49. Supposing that our idea of the infinite is not intuitive but abstract, let us see how its true nature may be explained.
We have the ideas of being and of its opposite, not-being; these ideas considered in themselves are general, indeterminate, and may be applied to every thing which is subjected to our experience.
We may affirm and deny something of every limited being: we may affirm what it is: we may deny what it is not: the limit is only conceived as such when something is denied of it.
50. The activity of our being is unceasing, but it is limited by the absence or the resistance of objects; the external world is an assemblage of beings presenting a great variety of limitations.

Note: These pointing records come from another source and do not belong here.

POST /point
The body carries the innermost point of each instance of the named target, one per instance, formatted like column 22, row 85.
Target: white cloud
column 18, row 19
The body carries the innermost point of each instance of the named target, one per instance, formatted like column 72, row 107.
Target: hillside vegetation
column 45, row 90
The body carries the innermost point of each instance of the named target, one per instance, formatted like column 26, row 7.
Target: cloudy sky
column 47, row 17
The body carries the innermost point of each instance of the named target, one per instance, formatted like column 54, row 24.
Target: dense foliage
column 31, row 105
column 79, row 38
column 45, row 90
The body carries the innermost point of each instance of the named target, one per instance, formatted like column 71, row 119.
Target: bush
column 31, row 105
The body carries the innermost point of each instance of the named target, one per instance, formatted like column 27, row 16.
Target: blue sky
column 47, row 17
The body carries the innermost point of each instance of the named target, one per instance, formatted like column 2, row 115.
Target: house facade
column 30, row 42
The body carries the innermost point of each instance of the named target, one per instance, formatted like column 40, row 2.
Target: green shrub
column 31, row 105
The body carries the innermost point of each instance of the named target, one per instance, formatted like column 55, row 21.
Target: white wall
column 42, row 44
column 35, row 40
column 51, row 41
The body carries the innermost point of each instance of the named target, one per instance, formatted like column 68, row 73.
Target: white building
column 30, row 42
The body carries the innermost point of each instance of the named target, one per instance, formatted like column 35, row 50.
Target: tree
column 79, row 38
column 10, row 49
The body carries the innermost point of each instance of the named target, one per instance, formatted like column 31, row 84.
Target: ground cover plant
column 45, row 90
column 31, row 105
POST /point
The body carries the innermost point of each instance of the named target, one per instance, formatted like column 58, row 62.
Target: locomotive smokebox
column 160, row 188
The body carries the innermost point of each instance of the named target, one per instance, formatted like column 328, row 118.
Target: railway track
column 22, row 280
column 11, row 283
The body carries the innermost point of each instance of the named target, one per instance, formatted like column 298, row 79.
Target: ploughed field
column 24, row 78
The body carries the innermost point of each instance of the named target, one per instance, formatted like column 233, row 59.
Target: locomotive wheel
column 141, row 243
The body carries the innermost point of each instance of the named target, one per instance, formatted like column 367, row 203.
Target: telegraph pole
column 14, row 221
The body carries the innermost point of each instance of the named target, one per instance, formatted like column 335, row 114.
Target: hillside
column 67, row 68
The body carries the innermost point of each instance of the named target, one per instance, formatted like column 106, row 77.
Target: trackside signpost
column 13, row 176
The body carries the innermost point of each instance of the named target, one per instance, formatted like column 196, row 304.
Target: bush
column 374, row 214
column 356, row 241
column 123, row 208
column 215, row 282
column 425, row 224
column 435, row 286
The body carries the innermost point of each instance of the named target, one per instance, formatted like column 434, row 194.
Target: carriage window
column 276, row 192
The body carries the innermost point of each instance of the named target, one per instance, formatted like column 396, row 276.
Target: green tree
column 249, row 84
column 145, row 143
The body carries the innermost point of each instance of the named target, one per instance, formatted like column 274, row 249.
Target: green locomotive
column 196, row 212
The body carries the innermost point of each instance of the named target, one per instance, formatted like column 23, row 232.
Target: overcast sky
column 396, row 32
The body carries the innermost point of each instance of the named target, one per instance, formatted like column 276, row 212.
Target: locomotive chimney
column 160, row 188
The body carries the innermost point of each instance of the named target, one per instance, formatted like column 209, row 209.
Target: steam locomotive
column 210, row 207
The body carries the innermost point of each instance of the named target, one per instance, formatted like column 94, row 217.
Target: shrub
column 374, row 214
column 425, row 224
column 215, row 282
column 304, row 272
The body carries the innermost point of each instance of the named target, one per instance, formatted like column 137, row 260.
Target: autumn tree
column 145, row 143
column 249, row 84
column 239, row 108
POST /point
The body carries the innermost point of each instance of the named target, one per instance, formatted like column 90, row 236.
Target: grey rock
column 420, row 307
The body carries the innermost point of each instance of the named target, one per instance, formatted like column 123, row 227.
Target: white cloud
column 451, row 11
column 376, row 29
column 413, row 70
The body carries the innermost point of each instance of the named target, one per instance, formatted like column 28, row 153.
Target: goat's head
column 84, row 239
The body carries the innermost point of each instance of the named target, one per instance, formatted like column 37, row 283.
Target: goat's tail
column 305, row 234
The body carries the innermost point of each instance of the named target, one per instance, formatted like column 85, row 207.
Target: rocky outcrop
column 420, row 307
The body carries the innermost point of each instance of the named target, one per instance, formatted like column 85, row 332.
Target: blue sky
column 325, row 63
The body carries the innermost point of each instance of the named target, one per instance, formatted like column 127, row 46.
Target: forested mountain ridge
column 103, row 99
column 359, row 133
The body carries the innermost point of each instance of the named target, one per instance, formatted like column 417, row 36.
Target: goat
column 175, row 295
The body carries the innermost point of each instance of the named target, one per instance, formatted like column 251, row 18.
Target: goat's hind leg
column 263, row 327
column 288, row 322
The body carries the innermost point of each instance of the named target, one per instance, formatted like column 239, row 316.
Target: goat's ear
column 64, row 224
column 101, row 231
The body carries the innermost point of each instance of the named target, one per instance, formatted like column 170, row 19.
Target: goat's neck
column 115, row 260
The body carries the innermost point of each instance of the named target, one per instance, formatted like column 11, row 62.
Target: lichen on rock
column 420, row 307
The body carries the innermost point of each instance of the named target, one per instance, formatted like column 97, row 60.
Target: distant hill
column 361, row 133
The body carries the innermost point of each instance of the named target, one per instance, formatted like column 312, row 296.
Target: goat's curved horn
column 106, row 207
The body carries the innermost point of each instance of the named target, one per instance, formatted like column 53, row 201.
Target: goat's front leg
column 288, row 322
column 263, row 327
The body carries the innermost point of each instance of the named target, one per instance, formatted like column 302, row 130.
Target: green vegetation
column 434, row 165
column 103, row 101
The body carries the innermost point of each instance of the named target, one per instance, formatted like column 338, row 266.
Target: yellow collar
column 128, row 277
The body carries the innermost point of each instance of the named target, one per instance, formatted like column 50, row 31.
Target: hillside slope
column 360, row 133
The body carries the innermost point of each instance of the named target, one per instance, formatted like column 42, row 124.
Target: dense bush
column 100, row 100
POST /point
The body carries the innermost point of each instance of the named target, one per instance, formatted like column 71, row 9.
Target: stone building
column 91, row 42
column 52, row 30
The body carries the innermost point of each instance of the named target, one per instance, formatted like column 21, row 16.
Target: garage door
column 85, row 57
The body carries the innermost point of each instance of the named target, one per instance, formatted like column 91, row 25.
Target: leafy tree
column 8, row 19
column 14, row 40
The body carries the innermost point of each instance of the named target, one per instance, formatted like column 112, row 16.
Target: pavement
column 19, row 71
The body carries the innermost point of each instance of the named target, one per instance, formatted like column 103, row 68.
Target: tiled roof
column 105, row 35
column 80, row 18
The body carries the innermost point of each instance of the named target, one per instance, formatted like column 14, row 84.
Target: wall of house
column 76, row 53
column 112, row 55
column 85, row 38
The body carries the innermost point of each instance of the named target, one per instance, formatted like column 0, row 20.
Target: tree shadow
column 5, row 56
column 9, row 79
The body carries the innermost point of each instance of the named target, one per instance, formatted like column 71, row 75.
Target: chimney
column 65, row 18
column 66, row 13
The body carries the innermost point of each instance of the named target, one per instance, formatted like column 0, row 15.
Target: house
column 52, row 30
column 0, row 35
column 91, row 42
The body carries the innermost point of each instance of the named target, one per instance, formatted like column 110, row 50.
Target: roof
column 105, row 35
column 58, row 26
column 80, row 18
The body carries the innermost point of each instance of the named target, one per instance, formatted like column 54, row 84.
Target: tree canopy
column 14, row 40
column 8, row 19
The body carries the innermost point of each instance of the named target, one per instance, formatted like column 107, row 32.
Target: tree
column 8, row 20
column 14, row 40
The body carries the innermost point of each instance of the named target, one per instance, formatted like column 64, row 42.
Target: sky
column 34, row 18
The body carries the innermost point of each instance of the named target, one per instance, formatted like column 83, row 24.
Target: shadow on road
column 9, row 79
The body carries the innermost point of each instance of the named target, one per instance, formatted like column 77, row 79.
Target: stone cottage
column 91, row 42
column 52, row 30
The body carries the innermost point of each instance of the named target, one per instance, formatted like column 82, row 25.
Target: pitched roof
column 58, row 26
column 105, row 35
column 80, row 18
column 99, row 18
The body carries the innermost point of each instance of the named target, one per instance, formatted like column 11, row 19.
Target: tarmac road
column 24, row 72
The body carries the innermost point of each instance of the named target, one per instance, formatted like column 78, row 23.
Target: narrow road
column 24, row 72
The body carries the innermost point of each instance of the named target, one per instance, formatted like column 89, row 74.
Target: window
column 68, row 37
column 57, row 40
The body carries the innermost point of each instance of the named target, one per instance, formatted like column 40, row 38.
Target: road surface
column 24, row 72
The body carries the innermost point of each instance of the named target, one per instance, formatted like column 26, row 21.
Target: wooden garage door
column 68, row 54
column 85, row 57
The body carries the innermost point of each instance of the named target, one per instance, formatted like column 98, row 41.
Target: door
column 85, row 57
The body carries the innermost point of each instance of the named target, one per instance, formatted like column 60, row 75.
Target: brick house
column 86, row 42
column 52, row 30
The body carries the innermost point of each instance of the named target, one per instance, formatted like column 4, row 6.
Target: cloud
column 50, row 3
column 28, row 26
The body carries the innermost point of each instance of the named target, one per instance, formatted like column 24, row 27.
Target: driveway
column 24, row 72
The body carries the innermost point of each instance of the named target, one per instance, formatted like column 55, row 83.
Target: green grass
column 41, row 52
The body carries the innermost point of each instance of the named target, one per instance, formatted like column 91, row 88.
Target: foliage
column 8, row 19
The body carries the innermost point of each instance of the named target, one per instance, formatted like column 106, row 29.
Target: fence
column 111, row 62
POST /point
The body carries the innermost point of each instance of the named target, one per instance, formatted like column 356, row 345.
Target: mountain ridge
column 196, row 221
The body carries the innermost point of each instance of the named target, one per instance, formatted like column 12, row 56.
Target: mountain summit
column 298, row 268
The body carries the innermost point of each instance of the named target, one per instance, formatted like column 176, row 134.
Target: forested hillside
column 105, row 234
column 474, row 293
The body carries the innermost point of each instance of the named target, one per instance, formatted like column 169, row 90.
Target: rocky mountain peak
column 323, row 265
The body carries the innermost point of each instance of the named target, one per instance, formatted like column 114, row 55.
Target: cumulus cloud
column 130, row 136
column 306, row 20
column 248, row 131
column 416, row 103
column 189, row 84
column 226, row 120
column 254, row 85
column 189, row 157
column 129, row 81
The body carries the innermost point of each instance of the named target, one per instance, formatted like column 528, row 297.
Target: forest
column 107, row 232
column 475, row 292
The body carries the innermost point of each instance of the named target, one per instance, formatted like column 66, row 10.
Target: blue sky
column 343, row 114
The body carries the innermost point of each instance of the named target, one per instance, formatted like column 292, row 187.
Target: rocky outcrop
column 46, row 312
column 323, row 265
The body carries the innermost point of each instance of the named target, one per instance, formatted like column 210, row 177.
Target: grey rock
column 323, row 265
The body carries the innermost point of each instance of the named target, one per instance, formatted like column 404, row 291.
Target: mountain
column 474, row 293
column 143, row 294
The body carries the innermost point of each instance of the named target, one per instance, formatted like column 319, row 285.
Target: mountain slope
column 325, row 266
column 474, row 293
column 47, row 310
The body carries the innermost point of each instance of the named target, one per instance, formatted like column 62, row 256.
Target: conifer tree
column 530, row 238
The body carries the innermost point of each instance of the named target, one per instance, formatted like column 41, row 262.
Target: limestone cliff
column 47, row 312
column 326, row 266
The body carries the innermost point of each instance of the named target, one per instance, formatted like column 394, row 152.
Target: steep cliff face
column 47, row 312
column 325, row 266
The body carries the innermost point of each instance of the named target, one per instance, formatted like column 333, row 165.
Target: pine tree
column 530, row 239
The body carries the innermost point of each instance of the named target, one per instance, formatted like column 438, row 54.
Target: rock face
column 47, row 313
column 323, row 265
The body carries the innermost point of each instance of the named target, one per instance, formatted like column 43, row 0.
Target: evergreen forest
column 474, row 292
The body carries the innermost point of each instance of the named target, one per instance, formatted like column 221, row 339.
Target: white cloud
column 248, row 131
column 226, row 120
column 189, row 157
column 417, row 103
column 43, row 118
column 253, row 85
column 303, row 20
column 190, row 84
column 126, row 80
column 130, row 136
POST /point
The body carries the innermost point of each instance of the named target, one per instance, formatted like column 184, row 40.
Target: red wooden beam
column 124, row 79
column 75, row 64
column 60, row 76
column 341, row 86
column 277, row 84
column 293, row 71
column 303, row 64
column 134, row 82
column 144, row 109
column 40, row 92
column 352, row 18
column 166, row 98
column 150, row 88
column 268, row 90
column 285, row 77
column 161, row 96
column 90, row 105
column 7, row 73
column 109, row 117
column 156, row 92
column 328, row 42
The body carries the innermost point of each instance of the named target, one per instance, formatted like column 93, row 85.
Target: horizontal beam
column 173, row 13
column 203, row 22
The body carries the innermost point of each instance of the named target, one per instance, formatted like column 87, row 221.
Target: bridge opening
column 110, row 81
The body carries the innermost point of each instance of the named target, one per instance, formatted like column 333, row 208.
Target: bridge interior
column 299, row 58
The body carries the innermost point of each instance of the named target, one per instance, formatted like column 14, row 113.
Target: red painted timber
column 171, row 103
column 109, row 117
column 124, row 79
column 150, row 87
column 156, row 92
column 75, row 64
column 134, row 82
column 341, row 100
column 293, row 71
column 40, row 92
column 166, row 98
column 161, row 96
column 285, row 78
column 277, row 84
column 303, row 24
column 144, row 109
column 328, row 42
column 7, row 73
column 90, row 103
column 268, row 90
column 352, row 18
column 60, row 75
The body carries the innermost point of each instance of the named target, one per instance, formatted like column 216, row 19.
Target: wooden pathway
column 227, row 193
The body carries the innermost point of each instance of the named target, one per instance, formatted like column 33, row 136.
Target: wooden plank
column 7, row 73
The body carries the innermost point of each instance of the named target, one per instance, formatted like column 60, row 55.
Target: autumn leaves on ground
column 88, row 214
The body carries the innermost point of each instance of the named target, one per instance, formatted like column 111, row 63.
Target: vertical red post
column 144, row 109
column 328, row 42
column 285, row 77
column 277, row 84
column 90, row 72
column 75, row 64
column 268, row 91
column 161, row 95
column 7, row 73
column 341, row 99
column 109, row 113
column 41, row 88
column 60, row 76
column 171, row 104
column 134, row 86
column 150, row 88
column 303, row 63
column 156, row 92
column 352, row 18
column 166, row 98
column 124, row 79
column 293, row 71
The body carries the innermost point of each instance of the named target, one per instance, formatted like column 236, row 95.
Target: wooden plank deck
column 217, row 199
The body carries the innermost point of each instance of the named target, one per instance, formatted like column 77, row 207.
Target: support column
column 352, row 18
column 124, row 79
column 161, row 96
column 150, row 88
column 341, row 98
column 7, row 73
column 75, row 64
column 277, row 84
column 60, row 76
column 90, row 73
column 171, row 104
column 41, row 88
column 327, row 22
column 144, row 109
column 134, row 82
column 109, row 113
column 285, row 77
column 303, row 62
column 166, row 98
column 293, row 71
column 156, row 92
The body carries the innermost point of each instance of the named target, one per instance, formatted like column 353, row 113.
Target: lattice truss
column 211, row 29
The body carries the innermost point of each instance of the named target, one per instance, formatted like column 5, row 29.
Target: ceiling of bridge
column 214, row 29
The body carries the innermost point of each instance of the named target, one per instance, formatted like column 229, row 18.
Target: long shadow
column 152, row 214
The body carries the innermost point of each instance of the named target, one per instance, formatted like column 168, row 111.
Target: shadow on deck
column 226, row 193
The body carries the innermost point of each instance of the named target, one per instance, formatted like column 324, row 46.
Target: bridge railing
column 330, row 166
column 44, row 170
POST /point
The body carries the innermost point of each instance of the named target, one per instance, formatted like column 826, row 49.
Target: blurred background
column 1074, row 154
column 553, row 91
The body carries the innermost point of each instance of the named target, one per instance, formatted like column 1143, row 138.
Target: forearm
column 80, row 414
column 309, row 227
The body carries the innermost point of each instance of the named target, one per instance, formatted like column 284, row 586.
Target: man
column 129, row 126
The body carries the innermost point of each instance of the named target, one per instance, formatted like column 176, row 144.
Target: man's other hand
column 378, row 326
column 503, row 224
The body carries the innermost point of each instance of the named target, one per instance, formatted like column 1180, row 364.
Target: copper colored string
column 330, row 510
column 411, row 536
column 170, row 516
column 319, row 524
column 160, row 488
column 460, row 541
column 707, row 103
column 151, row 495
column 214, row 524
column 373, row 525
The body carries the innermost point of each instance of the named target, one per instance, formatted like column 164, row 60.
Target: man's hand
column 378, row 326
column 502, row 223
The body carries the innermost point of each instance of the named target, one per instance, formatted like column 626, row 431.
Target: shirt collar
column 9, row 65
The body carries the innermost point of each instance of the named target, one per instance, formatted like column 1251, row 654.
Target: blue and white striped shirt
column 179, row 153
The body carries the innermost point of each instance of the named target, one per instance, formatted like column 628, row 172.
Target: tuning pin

Therefore both internal and external experience give us the idea of the finite, that is, of a being which involves some not-being. The brute has sensible perception, but no understanding: it is sensitive, and herein it has being; it is not intelligent, and herein it is limited. Man is sensitive and intelligent; the limit of the brute is not the limit of man. Among intelligent beings some understand more than others; therefore the limit of all is not the same.